2010.6.8 05:00
≪米の雇用回復低調で警戒感≫
【輸出関連】 トヨタ自動車(7203)が先週末比4%安の3210円、キヤノン(7751)が5.3%安の3675円と大幅安。先週末発表された米国の5月の非農業部門雇用者数が前月比43万1000人増と、増加幅が市場予想を下回ったことで、米景気回復は見込まれていたほど力強くはないと懸念された。為替相場で急激な円高も進み、輸出数量と採算両面の悪化による業績警戒感が高まった。
■日立製作所(6501) 7%安の345円と急落し、下落率の大きさは昨年11月16日以来。売買高は東証1部首位。英国のハモンド運輸相は4日、鉄道車両の更新事業を見直すことを表明したと、5日付の朝日新聞朝刊などが報じた。同社が優先交渉権を獲得していた「インターシティー・エクスプレス(高速鉄道)」約1400両分の約1兆円の受注が破棄される恐れが出てきたという。

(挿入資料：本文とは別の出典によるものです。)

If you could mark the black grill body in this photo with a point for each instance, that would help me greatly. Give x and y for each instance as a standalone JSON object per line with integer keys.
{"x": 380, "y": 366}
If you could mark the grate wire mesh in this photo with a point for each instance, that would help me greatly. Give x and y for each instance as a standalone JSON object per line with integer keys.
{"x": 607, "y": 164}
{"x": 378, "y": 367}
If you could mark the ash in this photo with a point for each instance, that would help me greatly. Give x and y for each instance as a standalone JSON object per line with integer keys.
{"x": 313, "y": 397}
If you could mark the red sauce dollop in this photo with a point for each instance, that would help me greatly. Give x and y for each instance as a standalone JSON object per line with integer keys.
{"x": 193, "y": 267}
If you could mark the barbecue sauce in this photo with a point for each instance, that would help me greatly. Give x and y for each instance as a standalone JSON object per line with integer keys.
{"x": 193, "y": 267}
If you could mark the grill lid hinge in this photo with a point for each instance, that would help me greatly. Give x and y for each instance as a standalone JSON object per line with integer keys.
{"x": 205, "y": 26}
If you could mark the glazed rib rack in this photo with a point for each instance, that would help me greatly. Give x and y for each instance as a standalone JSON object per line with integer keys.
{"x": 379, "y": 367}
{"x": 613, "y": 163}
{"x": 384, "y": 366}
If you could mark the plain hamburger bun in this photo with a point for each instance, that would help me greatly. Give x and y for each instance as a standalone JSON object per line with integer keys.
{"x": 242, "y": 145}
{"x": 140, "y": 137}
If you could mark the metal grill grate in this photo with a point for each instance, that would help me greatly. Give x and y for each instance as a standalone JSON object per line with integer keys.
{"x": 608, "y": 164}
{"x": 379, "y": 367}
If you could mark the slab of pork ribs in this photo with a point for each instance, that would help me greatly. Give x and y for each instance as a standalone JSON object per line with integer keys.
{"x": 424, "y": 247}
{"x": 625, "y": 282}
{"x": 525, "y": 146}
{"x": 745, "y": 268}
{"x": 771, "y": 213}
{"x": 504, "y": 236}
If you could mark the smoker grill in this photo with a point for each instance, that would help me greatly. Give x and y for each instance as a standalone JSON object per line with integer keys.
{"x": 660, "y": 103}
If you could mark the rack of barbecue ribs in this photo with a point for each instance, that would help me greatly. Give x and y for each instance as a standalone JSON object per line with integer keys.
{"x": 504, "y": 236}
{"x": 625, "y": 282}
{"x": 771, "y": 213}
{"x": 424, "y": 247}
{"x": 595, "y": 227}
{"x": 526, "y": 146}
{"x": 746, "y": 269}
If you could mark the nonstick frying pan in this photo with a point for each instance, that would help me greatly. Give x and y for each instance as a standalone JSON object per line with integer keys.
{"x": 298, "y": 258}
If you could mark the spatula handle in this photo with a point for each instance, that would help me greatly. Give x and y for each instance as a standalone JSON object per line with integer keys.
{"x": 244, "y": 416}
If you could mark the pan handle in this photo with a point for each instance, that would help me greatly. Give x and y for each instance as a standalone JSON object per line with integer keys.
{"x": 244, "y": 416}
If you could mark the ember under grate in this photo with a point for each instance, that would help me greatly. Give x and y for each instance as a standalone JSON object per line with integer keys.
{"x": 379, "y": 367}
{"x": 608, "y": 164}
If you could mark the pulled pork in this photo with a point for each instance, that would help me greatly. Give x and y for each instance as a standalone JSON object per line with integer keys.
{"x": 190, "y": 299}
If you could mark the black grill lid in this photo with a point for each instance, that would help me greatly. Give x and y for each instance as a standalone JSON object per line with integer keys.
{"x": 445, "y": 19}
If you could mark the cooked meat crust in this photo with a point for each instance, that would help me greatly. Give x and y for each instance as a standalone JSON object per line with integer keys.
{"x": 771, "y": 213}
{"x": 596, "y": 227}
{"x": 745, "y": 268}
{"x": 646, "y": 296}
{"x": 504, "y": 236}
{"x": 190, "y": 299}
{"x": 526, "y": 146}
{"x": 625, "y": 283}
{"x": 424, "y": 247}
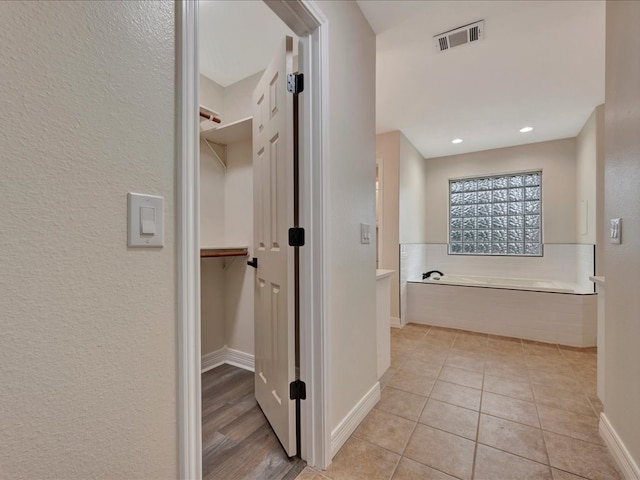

■ニコン(7731) 6.4%安の1634円。ゴールドマン・サックス証券では、ユーロ・円相場の前提を1ユーロ=125円から120円に変更、業績予想を下方修正し、目標株価を2350円から2150円に下げた。きょうの日本株市場の取引時間中のユーロ・円相場は同証前提よりさらにユーロ安・円高の108円台で推移し、業績警戒が一段と広がった。